At the same time, personal computers were gaining a foothold in Corporate America and at home. It was only a matter of time before the two worlds converged.
Dot.com Dominance: The World at Your Fingertips
If you had access to a computer, the 1990s were an exciting time: word processors and spreadsheets made your job easier, online services let you socialize without leaving your home, and computer games meant you’d never have to pump quarters into an arcade game ever again.
It also meant witnessing the rise of e-commerce, as computer hardware and software companies took their first tentative steps online. Welcome screens were text-heavy and order processing clunky, but the foundations to sell and ship products directly from the warhouse to consumers were there when a former Wall Street whiz kid named Jeff Bezos decided to drive to Seattle and launch an online bookstore offering more than 1 million titles.
The Amazon Effect
Most people know the story of Amazon by now: the company that would eventually drive the big brick and mortar bookstore chains out of business launched in the mid-90s, billing itself as the “Earth’s biggest bookstore.” In the early days, Amazon cut deals with book distributors and wholesalers to fill its orders, but as its lineup of products swelled, it built two large fulfillment warehouses (one on each coast) to house its ever-expanding inventory. From there, a network of more than 100 fulfillment centers would spring up across the U.S. as the company sought to stockpile its goods closest to its most lucrative customer markets in the wealthiest and most populated states in the country.
Amazon plowed billions of dollars into its rapid expansion and its warehouses, building state-of-the-art facilities with carousels, conveyors, and any means of automation available at the time to get orders out the door as quickly as possible. It also hired thousands of warehouse workers who walked 12 to 14 miles a day on average to pick products off warehouse shelves, although finding and retaining qualified workers was becoming a challenge.
The Robotics Revolution
Amazon’s phenomenal growth rate pushed retail giants like Walmart and Target to make substantial investments in their own e-commerce operations and warehouse networks or risk being left in the dust. It also created a new market for companies making software and hardware specifically for warehouses—including a robotics startup named Kiva Systems, which had come up with a squat robot that could go find a shelf tower full of goods in a warehouse, lift it off the ground, and deliver it to a person assembling online orders for shipping.
Kiva launched in the early 2000s and landed customers like Crate & Barrel and Gap, as well as Zappos.com and Diapers.com—both of which were bought up by Amazon. In fact, Amazon liked Kiva’s robots so much, it bought the entire company in 2012, depriving its competitors access to the game-changing technology in the process.
But nature, of course, abhors a vacuum, and new robotics and automation startups from Boston to Los Angeles began to fill the void created by Kiva’s acquisition.

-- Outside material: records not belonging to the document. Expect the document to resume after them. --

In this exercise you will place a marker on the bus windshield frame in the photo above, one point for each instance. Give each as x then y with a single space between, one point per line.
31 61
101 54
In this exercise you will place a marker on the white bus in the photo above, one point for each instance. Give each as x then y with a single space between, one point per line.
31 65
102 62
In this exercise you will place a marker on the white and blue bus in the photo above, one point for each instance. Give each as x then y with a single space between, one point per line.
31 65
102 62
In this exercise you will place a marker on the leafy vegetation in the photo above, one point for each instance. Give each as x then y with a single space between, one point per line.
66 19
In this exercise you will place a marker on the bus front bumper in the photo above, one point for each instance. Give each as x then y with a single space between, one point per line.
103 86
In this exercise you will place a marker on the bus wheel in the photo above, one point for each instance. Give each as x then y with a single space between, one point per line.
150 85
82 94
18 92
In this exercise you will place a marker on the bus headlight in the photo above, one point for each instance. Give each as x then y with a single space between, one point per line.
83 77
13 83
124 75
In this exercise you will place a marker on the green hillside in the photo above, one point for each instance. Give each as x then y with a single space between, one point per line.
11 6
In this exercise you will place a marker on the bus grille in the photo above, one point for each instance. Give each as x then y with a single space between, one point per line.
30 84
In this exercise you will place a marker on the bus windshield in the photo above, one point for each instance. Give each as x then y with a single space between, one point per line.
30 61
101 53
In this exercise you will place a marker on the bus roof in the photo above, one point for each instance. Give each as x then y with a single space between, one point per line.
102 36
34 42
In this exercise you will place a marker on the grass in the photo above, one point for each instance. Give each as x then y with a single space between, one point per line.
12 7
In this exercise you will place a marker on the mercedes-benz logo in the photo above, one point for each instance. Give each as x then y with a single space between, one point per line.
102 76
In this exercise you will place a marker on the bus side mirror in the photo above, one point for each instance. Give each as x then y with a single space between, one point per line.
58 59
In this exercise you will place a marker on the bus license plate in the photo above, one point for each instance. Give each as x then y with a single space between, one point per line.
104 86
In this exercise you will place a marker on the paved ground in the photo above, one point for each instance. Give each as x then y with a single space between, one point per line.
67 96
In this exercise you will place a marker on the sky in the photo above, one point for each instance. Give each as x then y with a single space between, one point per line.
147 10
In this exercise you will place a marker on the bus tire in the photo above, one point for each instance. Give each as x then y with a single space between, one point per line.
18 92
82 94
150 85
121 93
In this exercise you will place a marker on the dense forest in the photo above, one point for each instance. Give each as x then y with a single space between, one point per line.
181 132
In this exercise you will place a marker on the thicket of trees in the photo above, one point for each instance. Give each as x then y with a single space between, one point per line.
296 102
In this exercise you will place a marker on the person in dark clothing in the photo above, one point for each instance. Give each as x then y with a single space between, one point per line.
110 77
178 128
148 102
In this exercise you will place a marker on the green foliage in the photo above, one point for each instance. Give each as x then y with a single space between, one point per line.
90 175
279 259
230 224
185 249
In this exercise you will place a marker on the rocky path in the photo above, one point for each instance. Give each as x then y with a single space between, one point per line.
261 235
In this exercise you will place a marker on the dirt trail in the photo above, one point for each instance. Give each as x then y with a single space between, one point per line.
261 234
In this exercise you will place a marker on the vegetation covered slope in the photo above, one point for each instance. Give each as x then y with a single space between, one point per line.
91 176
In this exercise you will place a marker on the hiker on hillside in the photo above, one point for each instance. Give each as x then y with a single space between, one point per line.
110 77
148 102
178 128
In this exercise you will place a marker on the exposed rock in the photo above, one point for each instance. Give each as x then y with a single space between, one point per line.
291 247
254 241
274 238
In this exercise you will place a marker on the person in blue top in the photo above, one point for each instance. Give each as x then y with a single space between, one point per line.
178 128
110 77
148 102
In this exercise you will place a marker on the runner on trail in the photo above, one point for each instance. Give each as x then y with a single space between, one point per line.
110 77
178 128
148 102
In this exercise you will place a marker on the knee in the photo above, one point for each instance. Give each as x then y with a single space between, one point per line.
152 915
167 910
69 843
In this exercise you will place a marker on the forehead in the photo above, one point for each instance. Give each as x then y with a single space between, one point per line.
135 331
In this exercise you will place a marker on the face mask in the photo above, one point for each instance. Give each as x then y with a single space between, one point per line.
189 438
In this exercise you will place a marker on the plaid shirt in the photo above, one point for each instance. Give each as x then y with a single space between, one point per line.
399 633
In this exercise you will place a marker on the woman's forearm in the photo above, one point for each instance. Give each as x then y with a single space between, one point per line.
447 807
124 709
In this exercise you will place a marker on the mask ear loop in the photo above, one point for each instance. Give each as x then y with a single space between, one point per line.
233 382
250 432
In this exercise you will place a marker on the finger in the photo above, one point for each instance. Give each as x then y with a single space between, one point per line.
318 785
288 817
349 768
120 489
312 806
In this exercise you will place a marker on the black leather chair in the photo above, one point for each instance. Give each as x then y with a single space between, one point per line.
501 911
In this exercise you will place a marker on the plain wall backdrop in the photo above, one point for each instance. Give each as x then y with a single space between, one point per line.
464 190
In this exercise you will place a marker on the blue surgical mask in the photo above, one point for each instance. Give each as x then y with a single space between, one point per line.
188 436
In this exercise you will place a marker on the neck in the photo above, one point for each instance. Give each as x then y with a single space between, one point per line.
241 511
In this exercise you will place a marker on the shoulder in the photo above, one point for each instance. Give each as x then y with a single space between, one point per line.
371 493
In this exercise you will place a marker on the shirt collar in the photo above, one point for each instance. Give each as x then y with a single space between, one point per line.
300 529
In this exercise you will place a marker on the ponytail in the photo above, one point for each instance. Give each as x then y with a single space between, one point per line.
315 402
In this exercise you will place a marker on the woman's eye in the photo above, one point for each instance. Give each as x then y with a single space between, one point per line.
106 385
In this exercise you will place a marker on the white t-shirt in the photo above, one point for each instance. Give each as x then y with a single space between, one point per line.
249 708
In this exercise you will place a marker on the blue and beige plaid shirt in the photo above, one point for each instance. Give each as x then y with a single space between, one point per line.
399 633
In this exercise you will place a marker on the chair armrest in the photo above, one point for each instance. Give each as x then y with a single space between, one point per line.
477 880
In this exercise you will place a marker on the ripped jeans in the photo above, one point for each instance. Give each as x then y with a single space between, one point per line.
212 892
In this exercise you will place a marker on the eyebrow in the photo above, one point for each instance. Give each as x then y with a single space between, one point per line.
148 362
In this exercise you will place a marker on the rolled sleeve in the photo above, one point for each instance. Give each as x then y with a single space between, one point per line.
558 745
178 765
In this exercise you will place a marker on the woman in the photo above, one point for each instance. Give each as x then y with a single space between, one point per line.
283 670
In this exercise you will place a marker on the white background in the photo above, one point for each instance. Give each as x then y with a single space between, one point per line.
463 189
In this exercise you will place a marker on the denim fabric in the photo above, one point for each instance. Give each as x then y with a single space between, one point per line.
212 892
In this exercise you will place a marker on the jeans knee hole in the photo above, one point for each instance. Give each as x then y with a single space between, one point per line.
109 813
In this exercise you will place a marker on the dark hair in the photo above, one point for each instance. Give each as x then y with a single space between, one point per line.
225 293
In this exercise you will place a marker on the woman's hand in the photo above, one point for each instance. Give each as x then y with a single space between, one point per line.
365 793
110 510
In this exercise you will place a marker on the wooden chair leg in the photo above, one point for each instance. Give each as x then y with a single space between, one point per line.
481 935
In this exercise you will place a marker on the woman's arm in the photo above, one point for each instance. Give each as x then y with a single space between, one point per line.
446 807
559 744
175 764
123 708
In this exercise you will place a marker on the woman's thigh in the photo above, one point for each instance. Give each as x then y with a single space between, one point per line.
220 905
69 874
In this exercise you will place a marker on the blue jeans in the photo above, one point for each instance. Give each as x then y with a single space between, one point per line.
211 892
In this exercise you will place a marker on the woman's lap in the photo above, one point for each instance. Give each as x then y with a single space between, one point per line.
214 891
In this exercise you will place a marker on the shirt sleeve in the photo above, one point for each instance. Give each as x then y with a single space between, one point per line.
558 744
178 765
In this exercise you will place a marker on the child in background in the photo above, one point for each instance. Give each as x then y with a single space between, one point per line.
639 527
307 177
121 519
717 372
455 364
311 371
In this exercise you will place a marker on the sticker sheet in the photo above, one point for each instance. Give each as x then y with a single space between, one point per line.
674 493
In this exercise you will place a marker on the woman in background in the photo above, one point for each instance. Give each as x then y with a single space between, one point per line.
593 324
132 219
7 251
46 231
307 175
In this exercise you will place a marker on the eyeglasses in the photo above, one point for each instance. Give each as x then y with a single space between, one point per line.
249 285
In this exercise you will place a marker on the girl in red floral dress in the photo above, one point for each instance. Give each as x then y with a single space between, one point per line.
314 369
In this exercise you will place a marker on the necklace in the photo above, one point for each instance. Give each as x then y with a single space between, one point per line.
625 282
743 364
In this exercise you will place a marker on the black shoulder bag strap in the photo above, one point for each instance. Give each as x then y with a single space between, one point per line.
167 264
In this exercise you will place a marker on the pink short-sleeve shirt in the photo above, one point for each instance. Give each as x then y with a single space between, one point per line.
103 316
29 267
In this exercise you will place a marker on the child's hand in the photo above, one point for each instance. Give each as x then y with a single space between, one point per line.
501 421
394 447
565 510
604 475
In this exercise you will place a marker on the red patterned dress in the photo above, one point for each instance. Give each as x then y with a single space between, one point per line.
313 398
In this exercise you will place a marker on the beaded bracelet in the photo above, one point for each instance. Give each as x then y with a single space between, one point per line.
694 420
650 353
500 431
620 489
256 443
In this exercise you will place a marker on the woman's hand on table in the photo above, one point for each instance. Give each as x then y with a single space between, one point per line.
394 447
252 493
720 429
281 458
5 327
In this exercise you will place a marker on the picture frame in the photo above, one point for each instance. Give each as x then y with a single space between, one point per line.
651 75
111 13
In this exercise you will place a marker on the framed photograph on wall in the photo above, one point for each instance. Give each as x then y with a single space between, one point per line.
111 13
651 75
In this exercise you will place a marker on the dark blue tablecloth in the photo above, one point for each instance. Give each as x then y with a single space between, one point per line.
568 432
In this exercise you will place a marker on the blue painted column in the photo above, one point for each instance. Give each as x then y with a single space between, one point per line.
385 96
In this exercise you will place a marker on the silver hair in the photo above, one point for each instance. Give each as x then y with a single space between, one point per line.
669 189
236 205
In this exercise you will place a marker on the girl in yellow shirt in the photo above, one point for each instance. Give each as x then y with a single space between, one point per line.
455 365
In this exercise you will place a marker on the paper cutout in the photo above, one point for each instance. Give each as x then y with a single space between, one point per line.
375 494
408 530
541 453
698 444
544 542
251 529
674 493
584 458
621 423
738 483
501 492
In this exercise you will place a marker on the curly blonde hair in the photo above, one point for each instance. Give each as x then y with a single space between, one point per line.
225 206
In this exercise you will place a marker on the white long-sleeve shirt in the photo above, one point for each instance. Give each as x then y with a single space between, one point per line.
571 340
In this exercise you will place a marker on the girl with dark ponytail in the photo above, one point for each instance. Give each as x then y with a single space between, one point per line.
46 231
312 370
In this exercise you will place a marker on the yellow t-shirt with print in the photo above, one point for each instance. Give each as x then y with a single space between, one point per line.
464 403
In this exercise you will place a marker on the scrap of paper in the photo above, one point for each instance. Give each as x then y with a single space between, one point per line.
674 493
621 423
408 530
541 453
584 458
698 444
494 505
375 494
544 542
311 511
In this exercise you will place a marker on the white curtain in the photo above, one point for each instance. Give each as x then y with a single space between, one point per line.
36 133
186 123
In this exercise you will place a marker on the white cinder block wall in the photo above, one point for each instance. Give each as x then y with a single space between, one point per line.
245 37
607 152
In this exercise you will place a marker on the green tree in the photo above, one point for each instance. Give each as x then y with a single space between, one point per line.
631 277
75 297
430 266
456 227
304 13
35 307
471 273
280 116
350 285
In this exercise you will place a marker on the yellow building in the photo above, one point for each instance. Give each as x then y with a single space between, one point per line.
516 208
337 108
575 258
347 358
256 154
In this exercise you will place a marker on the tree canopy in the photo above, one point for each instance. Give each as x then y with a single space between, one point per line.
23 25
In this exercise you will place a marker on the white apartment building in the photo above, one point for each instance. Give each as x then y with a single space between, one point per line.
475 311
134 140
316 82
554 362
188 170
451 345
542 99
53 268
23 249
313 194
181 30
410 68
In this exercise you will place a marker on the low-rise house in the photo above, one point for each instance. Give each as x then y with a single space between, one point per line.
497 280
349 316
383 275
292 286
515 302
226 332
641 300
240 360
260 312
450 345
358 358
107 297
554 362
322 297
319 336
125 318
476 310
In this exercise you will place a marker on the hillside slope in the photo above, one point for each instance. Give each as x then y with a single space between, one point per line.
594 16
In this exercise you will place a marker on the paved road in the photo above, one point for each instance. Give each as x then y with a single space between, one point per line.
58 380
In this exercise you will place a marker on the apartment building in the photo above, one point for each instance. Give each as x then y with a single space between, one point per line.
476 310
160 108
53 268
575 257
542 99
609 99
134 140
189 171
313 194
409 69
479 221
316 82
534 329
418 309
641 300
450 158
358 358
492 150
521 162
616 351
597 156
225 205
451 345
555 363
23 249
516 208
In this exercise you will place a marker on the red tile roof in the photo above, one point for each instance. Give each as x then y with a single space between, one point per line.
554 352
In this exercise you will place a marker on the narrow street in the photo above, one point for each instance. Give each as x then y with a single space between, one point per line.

At the same time, fulfillment-for-hire companies known as third-party logistics providers (3PLs) were offering regional and local storage and shipping services to businesses looking to create an online presence.
It was, as they say, a match made in heaven.
From robots that follow workers around as they retrieve goods to next-generation autonomous mobile robots that go out into the warehouse and bring goods back to the picking station, robotics and automation companies have helped level the playing field for businesses looking to compete with the big dogs in a tight labor market
And just as the warehouse is the heartbeat of commerce and online shopping, robotics and automation are now the heartbeat of the warehouse.